Apache Spark MLlib Naive Bayes Classification with Java
Classification is a task of identifying the features of an entity and assigning the entity to one of the predefined classes/categories based on previous knowledge. In Apache Spark MLlib, Naive Bayes classification works with labeled feature vectors, learns class probabilities from training data, and predicts the most likely label for new records.

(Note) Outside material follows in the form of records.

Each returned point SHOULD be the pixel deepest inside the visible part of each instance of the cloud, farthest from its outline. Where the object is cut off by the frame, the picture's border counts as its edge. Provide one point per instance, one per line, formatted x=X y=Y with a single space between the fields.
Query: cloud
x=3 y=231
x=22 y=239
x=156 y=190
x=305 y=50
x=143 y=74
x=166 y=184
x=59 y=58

Naive Bayes is one of the simplest methods used for classification. Naive Bayes Classifier could be built in scenarios where problem instances (/ examples / data set / training data) could be represented as feature vectors. And the distinctive feature of Naive Bayes is : it considers that features independently play a part in deciding the category of the problem instance i.e., Naive Bayes does not care about the correlation between features if present any. Despite the fact that many other classifiers beat out Naive Bayes, it is still sustaining in the machine learning community because it requires relatively small number of training data for estimating the parameters required for classification.

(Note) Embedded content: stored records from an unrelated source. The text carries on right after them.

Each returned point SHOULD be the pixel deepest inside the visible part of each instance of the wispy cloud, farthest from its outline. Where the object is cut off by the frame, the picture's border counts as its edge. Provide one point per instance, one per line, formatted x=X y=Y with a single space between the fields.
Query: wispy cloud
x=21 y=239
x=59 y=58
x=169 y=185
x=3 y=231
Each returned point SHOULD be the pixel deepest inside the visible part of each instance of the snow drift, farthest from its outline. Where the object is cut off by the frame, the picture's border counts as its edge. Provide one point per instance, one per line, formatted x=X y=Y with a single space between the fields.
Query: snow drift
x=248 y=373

This tutorial uses the RDD-based org.apache.spark.mllib API with JavaRDD, LabeledPoint, and NaiveBayesModel. Spark also provides the DataFrame-based org.apache.spark.ml API for pipeline-style machine learning. If you are maintaining an older MLlib Java example, the code below is useful; for a new project, also check the current Spark ML Naive Bayes API for your Spark version.
In this Apache Spark Tutorial, we shall learn to classify items using Naive Bayes Algorithm of Apache Spark MLlib in Java Programming Language.
When Naive Bayes in Apache Spark MLlib Is a Good Fit
Naive Bayes is commonly used when the input can be represented as non-negative feature vectors. It is often a good baseline for text classification, document categorization, and sparse count-based features. The independence assumption is simple, but it can still give useful results when features are counts, frequencies, or binary indicators.
| Use Naive Bayes when | Be careful when |
|---|---|
| Features are non-negative counts, frequencies, or indicators | Raw features contain negative numeric values |
| You need a simple classification baseline | Feature dependencies are central to the problem |
| The data is sparse, such as document-term features | Accuracy alone hides class imbalance problems |
Apache Spark MLlib Naive Bayes Input Data Format
The example uses Spark’s sample LIBSVM file. LIBSVM is a sparse feature-vector format where each row contains a label followed by feature index-value pairs.
<label> <feature-index>:<feature-value> <feature-index>:<feature-value>
For Naive Bayes, feature values should be non-negative. If your source data contains negative values, transform the features or choose a different classifier before training the model.
Steps for Classification using Naive Bayes in Apache Spark MLlib
Following is a step by step process to build a classifier using Naive Bayes algorithm of MLLib. You may setup Java Project with Apache Spark and follow the steps.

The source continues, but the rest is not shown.